Reynolds, "Gençlerin gözleri onlara işaret edilen şeyleri görür," diye cevap verdi. Köpek ağzını yalayarak koşa koşa onun yanından geçti. Reynolds onun ilerlemesine bir tekmeyle yardım etti. Hayvan tekmeden kaçacak kadar çabuk davranamadı. Telaşla yarasa kanadı biçimi kapının altından dışarı fırladı. Tiz bir sesle bağırıyordu. Bu yüzden piyanonun önündeki bankın altında yatan Barkie boğuk bir ses çıkararak burnundan soludu. Eli açıldı ve iskambil kâğıdı yere düştü.

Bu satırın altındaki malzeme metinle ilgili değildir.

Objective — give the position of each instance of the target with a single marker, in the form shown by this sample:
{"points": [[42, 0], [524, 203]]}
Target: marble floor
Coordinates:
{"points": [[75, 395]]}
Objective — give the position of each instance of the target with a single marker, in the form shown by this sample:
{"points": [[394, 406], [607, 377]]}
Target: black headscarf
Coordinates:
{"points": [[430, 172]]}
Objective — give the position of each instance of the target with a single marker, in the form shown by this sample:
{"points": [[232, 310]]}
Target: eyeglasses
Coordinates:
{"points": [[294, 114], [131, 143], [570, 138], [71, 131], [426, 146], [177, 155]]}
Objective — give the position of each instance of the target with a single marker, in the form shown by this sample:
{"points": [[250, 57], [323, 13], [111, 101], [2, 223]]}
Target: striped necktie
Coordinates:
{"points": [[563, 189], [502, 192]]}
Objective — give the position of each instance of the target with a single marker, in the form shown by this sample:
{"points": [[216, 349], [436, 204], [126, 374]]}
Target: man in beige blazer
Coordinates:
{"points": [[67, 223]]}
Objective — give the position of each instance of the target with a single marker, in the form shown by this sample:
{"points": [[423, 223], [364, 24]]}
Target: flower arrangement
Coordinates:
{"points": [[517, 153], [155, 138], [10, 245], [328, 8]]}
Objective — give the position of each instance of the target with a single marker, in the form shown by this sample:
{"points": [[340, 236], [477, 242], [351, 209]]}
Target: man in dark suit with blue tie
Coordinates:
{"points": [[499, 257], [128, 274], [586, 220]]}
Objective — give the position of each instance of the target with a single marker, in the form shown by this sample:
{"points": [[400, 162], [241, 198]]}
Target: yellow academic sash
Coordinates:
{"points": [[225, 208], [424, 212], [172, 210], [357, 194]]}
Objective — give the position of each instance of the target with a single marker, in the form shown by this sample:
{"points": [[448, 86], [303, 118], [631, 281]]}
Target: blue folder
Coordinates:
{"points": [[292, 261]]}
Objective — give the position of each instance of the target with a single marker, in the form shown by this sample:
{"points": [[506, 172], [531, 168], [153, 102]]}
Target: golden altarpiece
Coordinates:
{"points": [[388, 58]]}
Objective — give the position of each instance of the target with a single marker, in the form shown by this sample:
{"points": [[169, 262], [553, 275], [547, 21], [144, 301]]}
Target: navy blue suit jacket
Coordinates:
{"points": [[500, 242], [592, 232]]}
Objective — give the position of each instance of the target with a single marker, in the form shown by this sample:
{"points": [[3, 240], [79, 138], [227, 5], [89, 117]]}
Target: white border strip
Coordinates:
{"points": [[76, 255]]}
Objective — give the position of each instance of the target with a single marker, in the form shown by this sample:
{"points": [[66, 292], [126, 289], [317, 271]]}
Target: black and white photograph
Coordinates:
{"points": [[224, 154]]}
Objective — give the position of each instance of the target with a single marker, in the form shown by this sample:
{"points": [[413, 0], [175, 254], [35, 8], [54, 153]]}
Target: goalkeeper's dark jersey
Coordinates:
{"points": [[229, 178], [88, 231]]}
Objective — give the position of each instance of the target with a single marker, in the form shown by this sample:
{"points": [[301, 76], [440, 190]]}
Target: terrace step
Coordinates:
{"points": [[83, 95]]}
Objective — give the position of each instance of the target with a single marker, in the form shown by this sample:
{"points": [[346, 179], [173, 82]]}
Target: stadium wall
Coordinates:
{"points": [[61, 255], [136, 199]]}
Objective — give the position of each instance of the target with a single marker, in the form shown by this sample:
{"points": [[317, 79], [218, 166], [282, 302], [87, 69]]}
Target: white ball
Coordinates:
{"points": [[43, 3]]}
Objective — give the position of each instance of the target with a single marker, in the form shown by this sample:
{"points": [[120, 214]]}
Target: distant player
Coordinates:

Jonas, "Belki öyle," dedi. "Belki de değil. Her neyse. Onlar Birlik'ten gelen piçler. Rimer ve yanında çalıştığı ahmak yanılmıyorsa bu gençler Yeşil bilmemnedeki büyük toprak sahiplerinin oğulları. Bu yüzden çok çok dikkatli davranmamız gerekiyor. Usul usul yürümeliyiz. Sanki ayaklarımızın altında yumurta kabukları varmış gibi. Burada en aşağı üç ay daha kalmamız gerekiyor! O delikanlılar da bütün bu aylar boyunca burada kalabilirler. Şunu bunu sayarlar ve hepsini kaydederler. Şu ara böyle hesaplar yapan birileri işimize gelmez. Bizim gibi 'yeniden temin' işinde çalışanlar için tehlikeli olur bu."

"Haydi! Onlarınki uydurma bir görev. Başlarını derde soktukları için böyle cezalandırılıyorlar. Babaları..."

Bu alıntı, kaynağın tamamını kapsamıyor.